I have struggled with this idealism in my trip to Thailand. I honestly hate calling it a trip, but I’m not sure what else to call it since at this point it’s not a permanent move…yet. It is so important to me for people to know, this is way more than a “trip” or a post college opportunity, I want this to be my life. It’s more than “helping the poor” or making someone a charity case, it’s about making someone my neighbor. I believe every person you meet has the opportunity to become a friend. Really, I do. I think that’s why I travel. Since I’ve decided to make this move to Thailand, there is a piece of me that feels I need to justify it to those around me, as if 9 months isn’t long enough to really count as a sacrifice or investment.
“If your traveling is a box-ticking exercise; if you predicate even one iota of self-worth on how many countries you’ve visited; if you think in bucket-lists inspired by clickbait ‘10 best’ listicles appealing to the lowest common denominator… traveling isn’t making you interesting. It’s just confirming your position as one of the crowd.”
Could I honestly look at less travel blogs? Yes. Am I beyond stoked that the freaking lantern festival is going to happen in November when I’m in Thailand? Heck Yes. Does that make me narcissistic? Maybe. But as Wismayer said in his article, the trick is to not lose your sense of wonder. Don’t look up so many blogs, and “how tos”, and “Top Tens”, and “Must Dos” that when you finally physically arrive somewhere, you’ve ruined all the mystery by already arriving there mentally with researching perfect sunset pictures that will stomp all over the potentially overcast rainy day and lame picture you took at the exact same location.

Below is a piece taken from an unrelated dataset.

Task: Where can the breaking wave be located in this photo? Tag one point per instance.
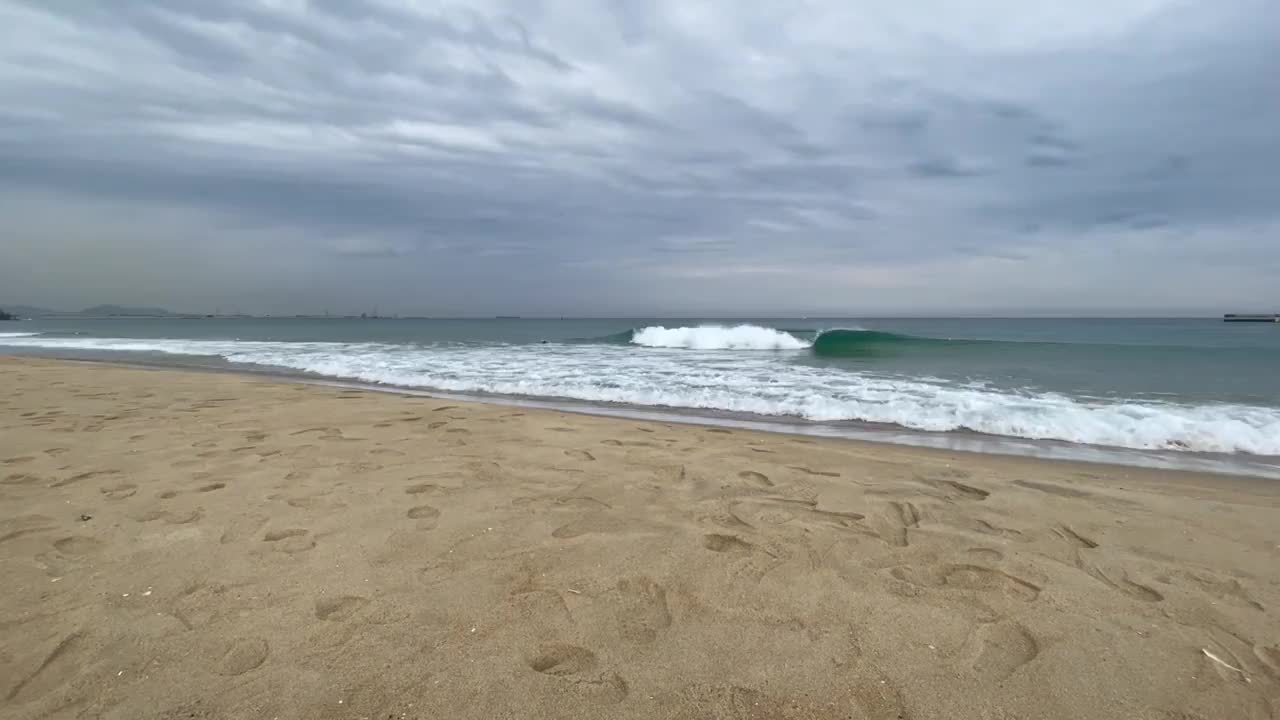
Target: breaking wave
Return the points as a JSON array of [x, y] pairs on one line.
[[760, 383]]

I cannot wait to taste the adventure that awaits as I step off the plane and onto the tarmac in Thailand. It’s something I’ve cared about for over two years. I don’t really have any goals or expectations for my time, which might be best. What I can tell you is I’m going to eat my body weight in the traditional South East Asian noodle soup, Khao Soy, for 6 months with absolutely no regrets. Judge me. What I do hope, is I take more memories than pictures. Even more, I pray I do not get stuck in the trap of idealism, the snare of narcissism, and the notion I am entitled to experience the “once in a lifetime” moments. May the wonder of travel, never become a routine.